I served this with shredded kale. It is good with any green vegetable, or with a green salad.
This year I grew Japanese kale, it seems to really enjoy our local growing conditions. The leaves are quite tender, and very good in a stir fry. The flavour of sesame seeds goes very well. The basic ingredients of the sesame sauce are sesame, soy sauce and a pinch of sugar. I have also added mange tout to the kale with great results. You can use sweet cooking sake instead of the sugar, if you have it.
The Japan Centre is an excellent place to find good quality ingredients and recipes. I haven’t quite sussed how to put a Japanese menu together, this is meant as a side-dish. I served it with ginger noodles. The Japan centre suggests serving with plain rice, or as a side-dish, or as part of a Bento lunch.

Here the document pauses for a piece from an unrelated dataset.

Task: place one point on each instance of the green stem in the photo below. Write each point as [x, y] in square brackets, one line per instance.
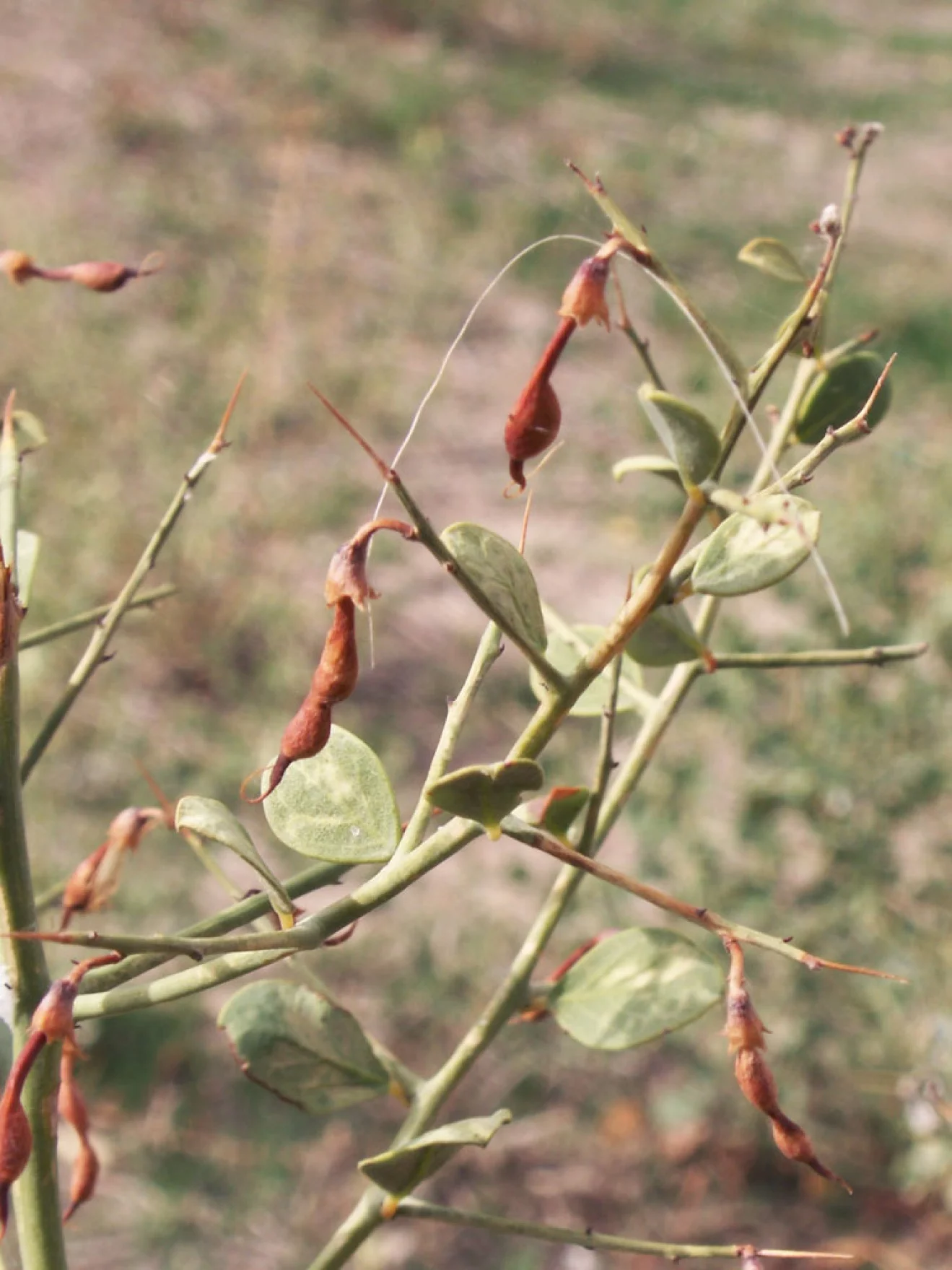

- 200g kale, sliced across the leaves, discarding any tough stems
- 2 tbsp sesame seeds, toasted and ground in a pestle and mortar
- 1 tbsp soy sauce
- 2 tbsp cooking sake or 2 tsp brown sugar and 1/2 tsp water
- Mix the toasted ground sesame seeds with the soy sauce and sake
- Put about 1cm water in a large pan with the kale, bring to the boil and simmer for around 5 minutes, stirring the kale to make sure it all cooks.
- Once the kale is cooked, drain, and mix with the sesame sauce.
The trick with this dish is to stew the peppers and potatoes slowly in olive oil. We had this with grilled pork chops.
- 250ml good olive oil
- 3 onions, sliced
- 5 cloves of garlic, sliced
- 3 green peppers, roughly chopped
- 1kg firm potatoes, peeled, halved lengthways and then sliced
- salt and pepper
- a pinch of fennel seeds, optional.
- 4 bay leaves, optional
- In a large pan or casserole dish, heat the oil over a lowish heat.
- Start cooking the potatoes in the oil, and when they start to cook and soften a bit, add the onions, peppers, garlic, fennel seeds, bay leaves, grated black pepper and a good pinch of salt. Simmer for around 15 minutes.
- Drain off the oil using a sieve, set the oil aside for further use.
- Serve with pork or lamb chops.
There are so many fresh vegetables in the garden it is hard to keep up. Tonight I made a light stir-fry of home grown vegetables. It is good hot or cold.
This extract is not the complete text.